ManualsBrandsHP ManualsSoftwareHP-UX Performance Tools

• uDAPL may experience issues on multi-card systems. uDAPL will function on the second

card if it is on a separate subnet. But, the second card will not work if it is on the same subnet

as the first card. For multi-card systems set:

/sbin/sysctl -w net.ipv4.conf.all.arp_ignore=2

• The nofile limit on large linux clusters needs to be increased in

/etc/security/limits.conf

* soft nofile 1024

For larger clusters, HP recommends a setting of at least:

— 2048 for clusters of 1900 cores or fewer

— 4096 for clusters of 3800 cores or fewer

— 8192 for clusters of 7600 cores or fewer

— And so on

• To use appfiles on HP XC Quadrics clusters, set MPI_USESRUN=1. The appfile can only

differ in host name and rank count.

• On Quadrics interconnected clusters, the repeated use of MPI_Bcast within a tight loop

can cause an application to fail with the following Elan trap message:

ELAN TRAP - 0 0 CPROC - Bad Trap

Status=lbb40005 CommandProcSendTransExpected Command=200000201

Setting the environment variable LIBELAN_GROUP_SANDF=0 disables the latest “Store and

Forward” broadcast optimization from Quadrics while preserving all the other optimized

collectives.

• The SilverStorm™ uDAPL driver has an accumulating issue. If the system has been running

for more than 24 hours, and a large enough number of applications have been run, new

applications might have problems establishing new uDAPL connections. The error occurs

depending on the usage of the system. If this error occurs, reboot the system.

• Some older versions of Myrinet MX have a known resource limitation involving outstanding

MPI_Issend() calls. If more than 128 MPI_Issend() calls are issued and not yet matched,

further MX communication can hang. The only known workaround is to have your

application issue less than 128 unmatched MPI_Issend() calls at a time. This limitation is

known to be fixed in versions 1.1.8 and later.

• When a foreground HP-MPI job is run from a shell window, if the shell is terminated, the

shell sends signal SIGHUP to the mpirun process and its underlying ssh processes, thus

killing the entire job.

When a background HP-MPI job is run and the shell is terminated, the job might continue

depending on the actual shell used. For /bin/bash, the job is killed. For /bin/sh and

/bin/ksh, the job continues. If nohup is used when launching the job, only background

ksh jobs can continue. This behavior might vary depending on your system.

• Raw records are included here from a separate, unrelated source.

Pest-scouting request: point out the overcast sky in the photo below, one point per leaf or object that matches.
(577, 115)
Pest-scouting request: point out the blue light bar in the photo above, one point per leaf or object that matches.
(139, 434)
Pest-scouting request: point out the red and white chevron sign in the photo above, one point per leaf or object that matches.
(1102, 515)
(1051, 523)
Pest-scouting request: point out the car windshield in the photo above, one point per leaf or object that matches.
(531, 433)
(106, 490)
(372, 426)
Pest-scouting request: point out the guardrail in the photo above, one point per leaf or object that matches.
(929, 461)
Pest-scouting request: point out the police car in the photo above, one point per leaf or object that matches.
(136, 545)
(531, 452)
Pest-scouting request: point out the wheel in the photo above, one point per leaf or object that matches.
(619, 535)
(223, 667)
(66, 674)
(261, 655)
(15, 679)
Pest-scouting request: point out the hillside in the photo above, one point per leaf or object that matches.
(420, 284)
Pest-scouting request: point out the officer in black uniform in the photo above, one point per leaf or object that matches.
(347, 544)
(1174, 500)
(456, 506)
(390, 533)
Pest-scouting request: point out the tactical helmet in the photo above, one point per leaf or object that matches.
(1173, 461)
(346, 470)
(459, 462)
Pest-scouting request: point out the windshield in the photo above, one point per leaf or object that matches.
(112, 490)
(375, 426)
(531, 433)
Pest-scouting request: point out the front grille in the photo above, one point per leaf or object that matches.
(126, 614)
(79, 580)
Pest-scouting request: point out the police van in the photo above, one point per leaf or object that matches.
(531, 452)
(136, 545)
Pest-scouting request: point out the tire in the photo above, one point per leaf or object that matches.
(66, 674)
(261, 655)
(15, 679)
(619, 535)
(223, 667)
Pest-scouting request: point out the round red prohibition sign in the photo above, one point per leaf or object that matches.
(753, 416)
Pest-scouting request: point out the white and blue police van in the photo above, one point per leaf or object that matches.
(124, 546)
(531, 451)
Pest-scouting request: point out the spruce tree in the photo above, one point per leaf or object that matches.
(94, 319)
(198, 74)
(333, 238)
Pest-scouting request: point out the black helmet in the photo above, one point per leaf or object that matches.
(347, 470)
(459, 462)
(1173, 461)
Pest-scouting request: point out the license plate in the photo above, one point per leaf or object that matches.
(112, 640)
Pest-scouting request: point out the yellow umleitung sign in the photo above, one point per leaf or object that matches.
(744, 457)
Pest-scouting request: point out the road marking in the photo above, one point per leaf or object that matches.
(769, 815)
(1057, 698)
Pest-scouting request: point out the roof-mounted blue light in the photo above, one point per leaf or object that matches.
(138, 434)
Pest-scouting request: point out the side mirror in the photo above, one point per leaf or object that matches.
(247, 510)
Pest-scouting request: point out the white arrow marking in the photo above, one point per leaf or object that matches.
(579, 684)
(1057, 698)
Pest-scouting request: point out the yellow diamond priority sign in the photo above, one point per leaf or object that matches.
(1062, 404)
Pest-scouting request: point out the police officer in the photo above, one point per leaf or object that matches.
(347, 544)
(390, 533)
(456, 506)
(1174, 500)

• Interval timer functionality used by HP-MPI on HP XC can conflict with gprof data collection

phase requirements. Set the following two environment variables to workaround this issue:

% export MPI_FLAGS=s0

% export GMON_OUT_PREFIX=/tmp/app_name

In the above example, setting MPI_FLAGS disables the HP-MPI conflicting use of interval

timers. Refer to the mpienv(1) manpage for descriptions of MPI_FLAG settings. Because this

setting also disables message progression monitoring, use it with well-behaved programs

only.

In the above example, the second setting causes gprof data collection files to be named

/tmp/app_name.PID (where PID is the process ID number). The prefix is set arbitrarily

and makes the file unique in cases where the same PID is given on different nodes.